Já que o ser humano costuma recorrer à "recompensa de curto prazo", como ficar um pouco mais na praia antes do compromisso, Marcia indica o início no hábito do planejamento estratégico nas escolhas, de modo geral.
— É uma decisão que terá um custo lá adiante e será preciso lidar com ele. Não teremos pista livre a qualquer hora que quisermos.
Os impactos da pandemia, segundo ela, também interferem neste fenômeno, influenciando no comportamento dos veranistas que precisam voltar à "vida real".
— Fica aquela sensação de aproveitar o máximo possível, com certeza, uma repercussão deste período que passamos, na forma como organizamos as coisas — pontua Marcia.
Saturação antiga
Inaugurada há 50 anos, a freeway já passou por expansões estruturais que acompanharam as mudanças da própria sociedade, cada vez mais usuária de veículos. Inicialmente, construída para duas pistas nos dois sentidos, em 2004, estava com uma terceira faixa em obras e uma quarta planejada prevista para três anos depois.
Na volta do Réveillon daquele ano, no domingo de 4 de janeiro, o maior pico no fluxo da rodovia ocorreu por volta das 20h, 92 carros por minuto, como relatou reportagem de Zero Hora na edição do dia seguinte. Na véspera daquele Ano-Novo, segundo a Agência Nacional de Transportes Terrestres (ANTT), circularam pela freeway 52 mil veículos, na época, quase o dobro da capacidade da rodovia.

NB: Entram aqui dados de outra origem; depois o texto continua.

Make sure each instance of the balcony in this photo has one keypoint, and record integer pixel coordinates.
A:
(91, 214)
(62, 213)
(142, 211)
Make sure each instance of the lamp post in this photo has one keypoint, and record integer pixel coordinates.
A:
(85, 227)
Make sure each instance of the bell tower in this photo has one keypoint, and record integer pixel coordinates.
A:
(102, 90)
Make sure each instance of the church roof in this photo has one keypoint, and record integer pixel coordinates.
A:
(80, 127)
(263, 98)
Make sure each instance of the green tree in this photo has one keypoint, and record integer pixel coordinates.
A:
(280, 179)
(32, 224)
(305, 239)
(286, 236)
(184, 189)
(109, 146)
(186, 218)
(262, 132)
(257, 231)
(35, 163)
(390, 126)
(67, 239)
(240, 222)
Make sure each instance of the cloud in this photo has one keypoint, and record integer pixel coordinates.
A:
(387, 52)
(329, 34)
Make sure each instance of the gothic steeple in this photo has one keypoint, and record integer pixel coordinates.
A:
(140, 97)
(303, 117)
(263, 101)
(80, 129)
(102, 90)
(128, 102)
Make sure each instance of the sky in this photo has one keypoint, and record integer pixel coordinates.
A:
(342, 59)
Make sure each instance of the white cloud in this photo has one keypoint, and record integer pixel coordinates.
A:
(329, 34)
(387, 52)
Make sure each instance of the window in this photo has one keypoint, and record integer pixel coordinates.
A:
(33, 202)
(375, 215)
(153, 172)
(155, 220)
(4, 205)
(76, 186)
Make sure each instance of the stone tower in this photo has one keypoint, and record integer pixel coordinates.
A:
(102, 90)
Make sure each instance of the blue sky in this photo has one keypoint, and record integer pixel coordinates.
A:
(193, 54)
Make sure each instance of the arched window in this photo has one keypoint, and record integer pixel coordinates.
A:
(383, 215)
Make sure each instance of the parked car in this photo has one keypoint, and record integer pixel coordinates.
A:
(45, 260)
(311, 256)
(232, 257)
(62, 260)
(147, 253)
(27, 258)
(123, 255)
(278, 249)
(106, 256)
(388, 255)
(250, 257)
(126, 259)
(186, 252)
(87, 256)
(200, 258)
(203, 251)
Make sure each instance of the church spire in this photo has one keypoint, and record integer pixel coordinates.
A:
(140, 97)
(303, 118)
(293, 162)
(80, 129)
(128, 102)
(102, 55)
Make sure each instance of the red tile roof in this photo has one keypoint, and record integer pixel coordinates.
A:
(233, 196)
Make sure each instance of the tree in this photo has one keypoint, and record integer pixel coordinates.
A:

Já então a PRF cogitava, sem a concordância da ANTT, que se liberasse o tráfego nos pedágios de Gravataí e Santo Antônio da Patrulha em momentos de maior saturação.
O que é jornalismo de soluções, presente nessa reportagem?
É uma prática jornalística que abre espaço para o debate de saídas para problemas relevantes, com diferentes visões e aprofundamento dos temas. A ideia é, mais do que apresentar o assunto, focar na resolução das questões, visando ao desenvolvimento da sociedade.